Cette réforme prévoit également la suppression des Conseils généraux et le regroupement des communes au sein d’intercommunalités, ce qui conduira à vider peu à peu les communes de leur essence en transférant les compétences vers les intercommunalités.

De ce point de vue, à moins d’ambitionner de faire disparaître les compétences des Conseils généraux qui agissent sur la vie quotidienne des gens : transport de cars, dépenses sociales, RSA…, nous ne voyons pas bien ce qui permettra de réaliser des économies. Qui donc serait mieux placé que les départements pour mettre en œuvre ces politiques de proximité ?

Au fond, c’est la même logique qui est à l’œuvre : réduire la possibilité de choix démocratique pour les français en ce qui concerne leur vie quotidienne, ce qui conduira à fragiliser encore plus notre démocratie en ces moments de troubles démocratiques graves.

On ne fera pas vivre mieux la démocratie avec moins d’élus.

Nous qui sommes pour une 6e République, nous n’avons pas peur de changer radicalement nos institutions, à condition qu’elles apportent plus de démocratie et que les lieux de prises de décisions soient rapprochés des citoyennes et des citoyens.

Enfin, préserver l’unité des Pays de la Loire comme nous la connaissons aujourd’hui n’empêche en rien les coopérations avec la Bretagne, le Centre, la Normandie ou Poitou Charentes. D’ailleurs, nous coopérons déjà dans les domaines universitaires, de l’économie maritime, des infrastructures ou de l’agro-alimentaire.

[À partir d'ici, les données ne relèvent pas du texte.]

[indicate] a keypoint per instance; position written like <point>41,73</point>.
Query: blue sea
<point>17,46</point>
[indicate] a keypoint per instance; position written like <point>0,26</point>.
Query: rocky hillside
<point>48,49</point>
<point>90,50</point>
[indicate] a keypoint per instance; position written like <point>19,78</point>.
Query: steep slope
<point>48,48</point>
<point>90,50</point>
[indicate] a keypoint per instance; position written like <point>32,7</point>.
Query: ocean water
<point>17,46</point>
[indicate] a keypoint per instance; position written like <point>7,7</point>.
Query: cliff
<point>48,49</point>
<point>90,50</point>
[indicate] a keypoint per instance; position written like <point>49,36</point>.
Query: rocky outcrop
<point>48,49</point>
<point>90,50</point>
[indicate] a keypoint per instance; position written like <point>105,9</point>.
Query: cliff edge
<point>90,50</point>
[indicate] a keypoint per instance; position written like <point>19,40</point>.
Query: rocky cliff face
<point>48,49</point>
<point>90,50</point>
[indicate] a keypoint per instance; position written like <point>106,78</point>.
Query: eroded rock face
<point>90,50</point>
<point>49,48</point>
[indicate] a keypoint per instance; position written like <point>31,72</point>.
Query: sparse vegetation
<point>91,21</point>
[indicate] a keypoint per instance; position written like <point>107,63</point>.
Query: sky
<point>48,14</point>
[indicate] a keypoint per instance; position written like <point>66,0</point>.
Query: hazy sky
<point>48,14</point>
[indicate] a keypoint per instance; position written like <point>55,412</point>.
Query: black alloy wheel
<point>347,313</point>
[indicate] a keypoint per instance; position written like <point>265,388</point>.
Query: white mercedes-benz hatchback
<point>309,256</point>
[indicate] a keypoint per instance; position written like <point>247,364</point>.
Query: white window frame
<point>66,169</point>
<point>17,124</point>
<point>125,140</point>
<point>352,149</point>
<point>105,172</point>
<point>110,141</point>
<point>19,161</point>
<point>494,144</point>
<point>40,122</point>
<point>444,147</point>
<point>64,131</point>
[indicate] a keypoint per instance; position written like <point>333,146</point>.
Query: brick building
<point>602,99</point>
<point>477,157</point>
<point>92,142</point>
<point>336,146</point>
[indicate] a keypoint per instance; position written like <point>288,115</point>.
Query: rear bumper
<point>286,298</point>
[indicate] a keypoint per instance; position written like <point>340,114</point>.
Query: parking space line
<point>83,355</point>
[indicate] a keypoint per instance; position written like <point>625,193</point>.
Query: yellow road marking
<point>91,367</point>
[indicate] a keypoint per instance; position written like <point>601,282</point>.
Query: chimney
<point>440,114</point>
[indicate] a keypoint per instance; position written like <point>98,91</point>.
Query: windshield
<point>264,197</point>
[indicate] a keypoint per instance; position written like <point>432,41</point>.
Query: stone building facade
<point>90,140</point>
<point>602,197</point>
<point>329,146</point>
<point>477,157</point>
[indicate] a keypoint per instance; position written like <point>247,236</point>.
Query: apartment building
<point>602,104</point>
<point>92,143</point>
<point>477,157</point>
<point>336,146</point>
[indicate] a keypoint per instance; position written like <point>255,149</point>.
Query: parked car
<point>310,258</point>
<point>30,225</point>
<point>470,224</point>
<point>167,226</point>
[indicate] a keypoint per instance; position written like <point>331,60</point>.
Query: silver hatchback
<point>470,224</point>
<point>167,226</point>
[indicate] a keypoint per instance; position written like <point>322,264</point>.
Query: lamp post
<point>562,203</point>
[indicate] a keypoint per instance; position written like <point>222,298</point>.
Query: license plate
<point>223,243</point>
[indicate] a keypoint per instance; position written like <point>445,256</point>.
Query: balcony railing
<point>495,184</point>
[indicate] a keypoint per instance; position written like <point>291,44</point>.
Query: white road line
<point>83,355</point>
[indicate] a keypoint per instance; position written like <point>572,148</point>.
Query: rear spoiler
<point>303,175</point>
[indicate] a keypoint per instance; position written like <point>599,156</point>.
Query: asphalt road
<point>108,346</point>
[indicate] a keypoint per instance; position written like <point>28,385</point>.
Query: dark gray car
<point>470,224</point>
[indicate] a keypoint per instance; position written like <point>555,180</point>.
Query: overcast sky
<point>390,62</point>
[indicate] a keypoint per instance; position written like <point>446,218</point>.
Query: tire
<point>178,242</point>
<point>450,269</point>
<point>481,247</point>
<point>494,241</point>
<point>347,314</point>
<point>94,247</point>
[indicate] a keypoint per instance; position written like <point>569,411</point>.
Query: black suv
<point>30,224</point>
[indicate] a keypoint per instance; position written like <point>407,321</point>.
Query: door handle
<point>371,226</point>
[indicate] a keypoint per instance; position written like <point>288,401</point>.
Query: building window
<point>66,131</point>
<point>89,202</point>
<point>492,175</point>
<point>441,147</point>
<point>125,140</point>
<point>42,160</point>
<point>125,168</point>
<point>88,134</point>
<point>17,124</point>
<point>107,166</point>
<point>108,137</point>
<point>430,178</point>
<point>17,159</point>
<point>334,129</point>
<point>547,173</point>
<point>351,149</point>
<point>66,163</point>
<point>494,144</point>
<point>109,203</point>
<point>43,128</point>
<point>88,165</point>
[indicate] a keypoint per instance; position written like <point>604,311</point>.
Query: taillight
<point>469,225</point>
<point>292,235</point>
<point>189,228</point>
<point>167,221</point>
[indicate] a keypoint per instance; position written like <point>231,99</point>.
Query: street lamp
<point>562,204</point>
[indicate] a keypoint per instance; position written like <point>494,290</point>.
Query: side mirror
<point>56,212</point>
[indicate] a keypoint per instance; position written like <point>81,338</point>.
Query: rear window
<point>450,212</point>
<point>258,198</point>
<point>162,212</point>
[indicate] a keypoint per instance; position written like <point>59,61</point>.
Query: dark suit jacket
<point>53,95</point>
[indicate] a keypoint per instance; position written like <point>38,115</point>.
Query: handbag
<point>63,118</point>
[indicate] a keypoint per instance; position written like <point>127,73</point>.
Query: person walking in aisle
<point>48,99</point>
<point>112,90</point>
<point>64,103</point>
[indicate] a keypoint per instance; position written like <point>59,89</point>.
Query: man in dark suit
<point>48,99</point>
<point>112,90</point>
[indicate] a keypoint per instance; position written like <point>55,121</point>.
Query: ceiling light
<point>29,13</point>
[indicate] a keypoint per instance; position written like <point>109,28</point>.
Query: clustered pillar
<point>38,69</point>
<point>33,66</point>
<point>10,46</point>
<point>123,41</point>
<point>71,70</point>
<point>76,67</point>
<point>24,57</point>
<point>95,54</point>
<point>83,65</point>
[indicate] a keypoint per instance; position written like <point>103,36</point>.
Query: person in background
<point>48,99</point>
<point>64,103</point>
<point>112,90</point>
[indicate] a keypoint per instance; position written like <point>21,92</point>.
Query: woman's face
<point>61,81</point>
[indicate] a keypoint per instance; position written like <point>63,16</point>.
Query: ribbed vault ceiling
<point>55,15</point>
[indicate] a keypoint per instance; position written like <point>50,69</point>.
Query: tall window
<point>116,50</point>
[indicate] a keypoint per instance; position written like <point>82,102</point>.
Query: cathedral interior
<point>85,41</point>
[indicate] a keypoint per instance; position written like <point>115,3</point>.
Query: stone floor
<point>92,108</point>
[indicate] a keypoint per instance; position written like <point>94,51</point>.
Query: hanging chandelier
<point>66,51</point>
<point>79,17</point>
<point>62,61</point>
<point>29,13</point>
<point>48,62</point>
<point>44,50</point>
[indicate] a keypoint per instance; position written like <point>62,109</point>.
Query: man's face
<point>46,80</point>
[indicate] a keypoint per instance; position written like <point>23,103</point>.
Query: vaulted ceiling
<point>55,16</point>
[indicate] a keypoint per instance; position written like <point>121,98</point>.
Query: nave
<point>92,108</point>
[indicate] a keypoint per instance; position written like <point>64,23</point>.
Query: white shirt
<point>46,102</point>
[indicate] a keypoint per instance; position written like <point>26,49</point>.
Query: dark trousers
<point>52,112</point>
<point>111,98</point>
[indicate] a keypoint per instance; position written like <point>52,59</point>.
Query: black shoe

L’avenir des régions se situe bien plus dans la coopération entre elles et la mutualisation des politiques publiques plutôt que dans une concurrence opérée à l’échelle régionale.

Pour toutes ces raisons, nous sommes opposés à cette réforme territoriale.

A l’image de notre initiative d’aujourd’hui, un tel changement territorial nécessite un grand débat citoyen et populaire. Il devrait se tenir dans chaque région de France et conduire en 2015 à un référendum. Nous pensons qu’il est impossible de construire nos institutions démocratiques sans démocratie, et dans cet enjeu, la population a son mot à dire.